Подобный вопрос, наверно, любая влюбленная девушка жаждет услышать от объекта своих чувств. Вот и Лера почти растаяла от вопроса и от живого, неподдельного интереса в глазах. Почти…
— Пока не планирую. Я старомодна, знаешь ли, — девушка игриво улыбнулась и покрутила в пальчиках золотой локон. — Прежде, чем планировать детей, хотелось бы присмотреть им отца и убедиться в его надежности… Так ты мне не расскажешь, зачем звонил Ваграм?
— Расскажу, если хочешь. Ничего особенного не сказал. Просил отпустить своих людей в обмен на нейтралитет. Но. Все эти обещания не стоят и ломаного гроша. Его дела плохи — вот он и вертится угрем. Я недавно узнал, что высокопоставленные партнеры уже устали покрывать своего приятеля. Остается немного дожать — и он будет наш!

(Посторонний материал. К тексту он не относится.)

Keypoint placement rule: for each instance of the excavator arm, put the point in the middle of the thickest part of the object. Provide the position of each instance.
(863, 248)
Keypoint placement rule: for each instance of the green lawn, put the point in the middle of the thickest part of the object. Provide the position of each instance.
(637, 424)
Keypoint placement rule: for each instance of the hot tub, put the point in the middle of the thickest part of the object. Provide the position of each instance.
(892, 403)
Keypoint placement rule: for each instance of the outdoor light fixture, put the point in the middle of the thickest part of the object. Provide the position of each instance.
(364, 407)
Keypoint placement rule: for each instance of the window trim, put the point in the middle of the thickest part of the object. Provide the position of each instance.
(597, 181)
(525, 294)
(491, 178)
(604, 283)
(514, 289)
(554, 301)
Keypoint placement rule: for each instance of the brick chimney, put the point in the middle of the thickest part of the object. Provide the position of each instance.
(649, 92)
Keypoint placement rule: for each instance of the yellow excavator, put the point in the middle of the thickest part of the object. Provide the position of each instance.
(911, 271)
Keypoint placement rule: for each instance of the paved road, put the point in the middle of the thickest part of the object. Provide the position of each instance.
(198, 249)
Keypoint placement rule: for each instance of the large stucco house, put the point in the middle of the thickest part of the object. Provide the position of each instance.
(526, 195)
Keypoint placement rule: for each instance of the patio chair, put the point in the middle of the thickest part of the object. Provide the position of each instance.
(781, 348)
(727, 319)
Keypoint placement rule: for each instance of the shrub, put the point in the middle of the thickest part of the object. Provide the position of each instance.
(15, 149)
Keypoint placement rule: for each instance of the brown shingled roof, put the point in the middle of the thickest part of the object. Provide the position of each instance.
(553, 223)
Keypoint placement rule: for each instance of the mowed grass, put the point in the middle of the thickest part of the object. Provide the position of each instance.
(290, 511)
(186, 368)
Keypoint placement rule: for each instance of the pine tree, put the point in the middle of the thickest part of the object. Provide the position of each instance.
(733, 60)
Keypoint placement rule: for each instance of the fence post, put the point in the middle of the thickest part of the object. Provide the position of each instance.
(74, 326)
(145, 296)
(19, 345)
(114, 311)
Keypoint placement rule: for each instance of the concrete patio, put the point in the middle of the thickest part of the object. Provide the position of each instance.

— Так это же отличная новость! — Лера ликующе взвизгнула и крепче прижалась к Альфе, к своему удивлению, не ощущая ответного энтузиазма. — Почему ты не радуешься?
— Потому что это палка о двух концах. Загнанный волк самый опасный. К тому же, на шахматной доске всего за один грамотный ход преимущества могут перейти к противнику.
Лера пожала плечами.
— Это так, конечно, но если не радоваться каждой маленькой победе, то к концу войны вообще разучишься улыбаться… А что насчет Лысого? Его так и не нашли?
— Нет, — Альфа горестно вздохнул и снова нахмурился. — Вот еще один повод не радоваться. Пока ему наступают на пятки, он не смеет и носа своего показать. Но в таком режиме, как сейчас, невозможно жить постоянно. Раньше или позже мы расслабимся, допустим ошибку, и он этим воспользуется. Кстати. Если ты закончила с пловом, поедем в офис! Уволю предателя к чертям, ни минуты тянуть не хочу!
— Подожди, — воскликнула Лера, положив ему руку на грудь. Синие глаза загорелись ярче от внезапной идеи. — Я бы так не торопилась с его увольнением.